Working out six times a week, Anzalone followed a simple motto: You have to create the demand and feed the demand. So he increased his calorie intake, having six meals a day and anywhere from 10 to 12 eggs a day.
Surprisingly, the eating was harder for Anzalone than the working out.
"My dad pretty much force-fed me for a little bit," Anzalone jokes. "There were a couple times when I ate too much."
Anzalone has been working out with a couple of NFL players recently, and while he might not have learned much about work ethic from the NFL vets -- he argues he is in better shape than they are -- they did teach him a little about the recruiting process.

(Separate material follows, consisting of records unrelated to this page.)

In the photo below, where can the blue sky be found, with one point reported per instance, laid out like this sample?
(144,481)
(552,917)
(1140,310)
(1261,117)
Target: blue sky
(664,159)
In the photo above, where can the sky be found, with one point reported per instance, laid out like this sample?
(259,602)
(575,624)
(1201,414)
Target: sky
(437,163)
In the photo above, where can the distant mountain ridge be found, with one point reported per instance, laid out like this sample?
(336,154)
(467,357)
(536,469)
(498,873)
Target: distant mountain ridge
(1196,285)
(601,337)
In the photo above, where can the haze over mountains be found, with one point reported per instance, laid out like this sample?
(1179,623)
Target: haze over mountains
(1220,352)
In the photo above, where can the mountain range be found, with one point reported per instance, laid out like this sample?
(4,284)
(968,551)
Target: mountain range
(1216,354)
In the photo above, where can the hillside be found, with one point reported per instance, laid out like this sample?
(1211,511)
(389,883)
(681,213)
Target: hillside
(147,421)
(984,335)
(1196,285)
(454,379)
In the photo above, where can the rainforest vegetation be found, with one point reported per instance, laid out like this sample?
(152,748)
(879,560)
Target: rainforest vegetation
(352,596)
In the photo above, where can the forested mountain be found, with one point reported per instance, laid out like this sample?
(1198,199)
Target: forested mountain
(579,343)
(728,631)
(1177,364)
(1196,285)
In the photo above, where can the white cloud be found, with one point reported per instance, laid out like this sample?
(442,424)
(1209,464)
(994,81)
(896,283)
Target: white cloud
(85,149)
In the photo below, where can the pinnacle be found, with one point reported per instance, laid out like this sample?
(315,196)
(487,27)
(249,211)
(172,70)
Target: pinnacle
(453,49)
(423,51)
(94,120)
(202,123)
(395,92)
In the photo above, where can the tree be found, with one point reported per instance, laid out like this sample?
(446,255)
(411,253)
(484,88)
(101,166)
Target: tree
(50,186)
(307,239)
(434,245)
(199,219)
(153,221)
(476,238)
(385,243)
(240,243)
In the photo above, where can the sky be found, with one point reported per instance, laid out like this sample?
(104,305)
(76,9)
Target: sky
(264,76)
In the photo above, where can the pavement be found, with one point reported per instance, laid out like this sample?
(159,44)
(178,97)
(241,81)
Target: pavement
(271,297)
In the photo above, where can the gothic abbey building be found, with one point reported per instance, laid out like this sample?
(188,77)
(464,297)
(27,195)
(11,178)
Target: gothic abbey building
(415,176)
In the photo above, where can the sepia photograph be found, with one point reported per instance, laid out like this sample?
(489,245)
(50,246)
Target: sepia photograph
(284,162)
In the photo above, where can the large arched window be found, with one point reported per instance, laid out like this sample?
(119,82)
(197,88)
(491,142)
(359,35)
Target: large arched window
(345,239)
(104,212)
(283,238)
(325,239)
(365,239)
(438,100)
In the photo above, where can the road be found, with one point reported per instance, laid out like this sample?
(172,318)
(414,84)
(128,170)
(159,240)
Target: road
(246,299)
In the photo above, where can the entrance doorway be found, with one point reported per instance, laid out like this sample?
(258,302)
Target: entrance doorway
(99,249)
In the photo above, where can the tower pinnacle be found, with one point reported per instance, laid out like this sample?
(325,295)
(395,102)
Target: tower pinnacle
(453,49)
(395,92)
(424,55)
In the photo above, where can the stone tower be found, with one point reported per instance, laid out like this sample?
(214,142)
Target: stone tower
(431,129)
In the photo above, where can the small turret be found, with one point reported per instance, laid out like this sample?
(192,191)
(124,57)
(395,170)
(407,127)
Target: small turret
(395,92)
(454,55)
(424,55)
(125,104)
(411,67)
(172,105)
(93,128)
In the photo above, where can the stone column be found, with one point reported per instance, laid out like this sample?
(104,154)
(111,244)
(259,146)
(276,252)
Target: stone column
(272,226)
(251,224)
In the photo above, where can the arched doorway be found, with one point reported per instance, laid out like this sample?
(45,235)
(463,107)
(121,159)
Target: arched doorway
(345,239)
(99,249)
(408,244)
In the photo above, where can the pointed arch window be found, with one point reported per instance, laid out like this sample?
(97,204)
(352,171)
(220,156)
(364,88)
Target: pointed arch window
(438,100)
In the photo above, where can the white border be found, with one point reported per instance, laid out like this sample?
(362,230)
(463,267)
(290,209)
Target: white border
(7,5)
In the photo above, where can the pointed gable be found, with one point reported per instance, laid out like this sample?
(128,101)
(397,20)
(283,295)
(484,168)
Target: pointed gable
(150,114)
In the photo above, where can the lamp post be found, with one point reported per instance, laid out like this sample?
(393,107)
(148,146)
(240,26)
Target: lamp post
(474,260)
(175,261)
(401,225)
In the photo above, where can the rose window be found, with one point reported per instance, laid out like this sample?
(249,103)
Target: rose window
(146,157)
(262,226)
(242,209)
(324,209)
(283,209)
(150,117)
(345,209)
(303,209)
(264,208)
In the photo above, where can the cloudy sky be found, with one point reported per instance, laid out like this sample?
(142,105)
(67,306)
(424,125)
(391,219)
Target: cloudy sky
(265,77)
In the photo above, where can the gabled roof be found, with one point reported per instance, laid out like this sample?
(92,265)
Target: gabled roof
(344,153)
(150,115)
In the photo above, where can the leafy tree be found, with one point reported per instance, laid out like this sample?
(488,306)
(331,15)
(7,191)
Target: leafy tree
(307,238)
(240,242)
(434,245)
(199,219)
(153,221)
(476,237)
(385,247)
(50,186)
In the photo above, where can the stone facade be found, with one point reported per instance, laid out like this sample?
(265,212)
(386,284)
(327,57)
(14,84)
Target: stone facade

"They said when it comes down to picking, pick a school that you fit in with the players and see yourself going," Anzalone said. "You shouldn't pick a school based on the depth chart or anything like that because if you're good, you'll play."
Anzalone visited Penn State this past weekend, and over the next few weekends he will check out Florida, Ohio State, Stanford, UCLA and USC. He said he does not have any favorites since he has not yet seen many of the schools he is interested in.
Anzalone remains humble about the recruiting process and is taken aback when he considers the coaches he gets to meet.
"I remember the first time meeting coach [Urban] Meyer, especially since I followed Florida when I was younger. It was crazy. It seems like he's a celebrity," Anzalone said.
It won't be a long and drawn out recruitment for Anzalone, though. He plans to have a decision before the start of his senior season. He is taking four AP-level classes and several other honors courses on his way to graduating in December so he can enroll at a school for the 2013 spring semester.
So it's no surprise his education will be key in his decision.
"Academics, of course," he said, "[and] definitely the people around the program and its tradition."